Chinese banks are estimated to have issued 1.56 trillion yuan ($245.90 billion) in net new yuan loans last month, up from 826.2 billion yuan in October, according to the median estimate in the survey of 26 economists.
That would also be much higher than the 1.43 trillion yuan issued the same month a year earlier.
China’s central bank said on Monday it would cut the reserve requirement ratio (RRR) for banks on Dec. 15, its second such move this year, releasing 1.2 trillion yuan in long-term liquidity to bolster business activity.
On Tuesday, the central bank cut the rates on its relending facility by 25 basis points (bps) to support the rural sector and small firms.
Still, analysts see economic growth slowing futher into 2022 and expect further cautious policy easing in coming months.
China will continue to implement proactive fiscal policy and prudent monetary policy next year. It will keep economic operations within a reasonable range in 2022, the Politburo, the country’s top-decision making body, said this week.

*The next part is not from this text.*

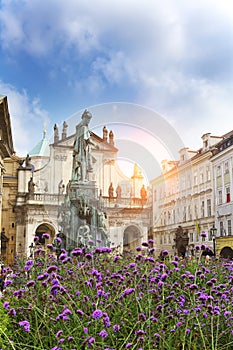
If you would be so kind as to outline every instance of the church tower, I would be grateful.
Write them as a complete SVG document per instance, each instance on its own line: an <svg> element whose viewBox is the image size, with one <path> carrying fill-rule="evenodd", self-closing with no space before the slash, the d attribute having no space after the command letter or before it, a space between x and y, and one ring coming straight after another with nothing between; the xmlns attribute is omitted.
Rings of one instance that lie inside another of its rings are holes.
<svg viewBox="0 0 233 350"><path fill-rule="evenodd" d="M134 164L134 172L133 176L131 176L132 181L132 193L131 197L140 198L140 190L142 188L144 177L142 175L142 171L137 164Z"/></svg>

Annual outstanding yuan loans were expected to grow by 11.9% for November, the same as in October and hovering at the lowest since May 2022, the poll showed. Broad M2 money supply growth in November was seen at 8.7%, the same as the previous month.
China’s local governments issued a net 2.91 trillion yuan in special bonds in the first 10 months, the finance ministry data have shown.
The government will strive for early issuance of 2022 special local government bonds.
Any acceleration in government bond issuance could help boost total social financing (TSF), a broad measure of credit and liquidity. Outstanding TSF growth slowed to 10.0% in October, unchanged from September.
In November, TSF is expected to rise to 2.7 trillion yuan from 1.59 trillion yuan in October.